Joshua T. White
The U.S.-India defense and security relationship has continued to deepen, aided by robust political commitments in both countries and converging concern about growing Chinese assertiveness across the Indo-Pacific. The United States and India have expanded their defense activities and consultations, and recently concluded two additional so-called “foundational defense agreements,” capping off a nearly two-decade effort by U.S. policymakers to formalize the legal sinews of operational defense cooperation. This positive trajectory is, however, by no means guaranteed to continue apace. There are rising concerns in the United States about India’s fiscal limitations, its ties with Russia, its ponderous response to a pattern of Chinese provocations on its border, and its drift toward illiberal majoritarian politics. In addition, the Biden administration will likely seek, for good reason, to rebalance the bilateral relationship away from a disproportionate focus on security issues in order to address a wider array of topics including global health, energy and climate change, and technology cooperation.

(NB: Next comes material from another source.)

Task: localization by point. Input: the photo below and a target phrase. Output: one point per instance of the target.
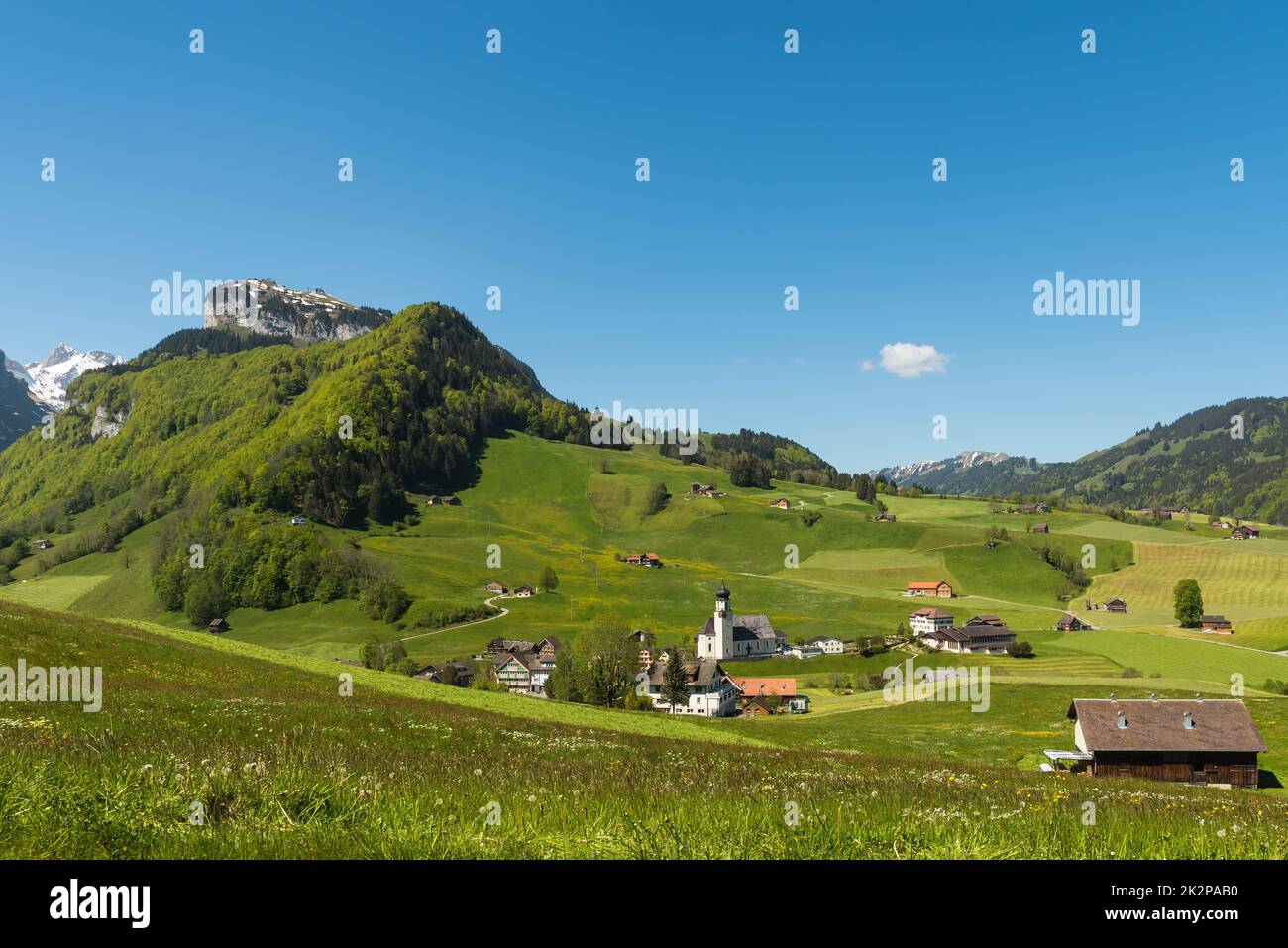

In light of these dynamics, this paper presents a practical agenda for the next phase of the U.S.-India defense and security relationship — one that builds incrementally on the progress that has been made, responds to the changing regional security environment, and accounts for both governments’ political and capacity constraints. It begins by arguing that the United States can do more to articulate its key priorities in engaging India on security issues: first, supporting India’s rise as a constructive global leader and counterweight to Chinese influence; second, limiting China’s ability to coerce India and other states in South Asia; and third, mitigating the risks, and enabling de-escalation, of inevitable India-Pakistan and India-China crises. It also makes a case for charting reasonably ambitious defense and security goals and avoiding crude conditionalities that would likely prove counterproductive.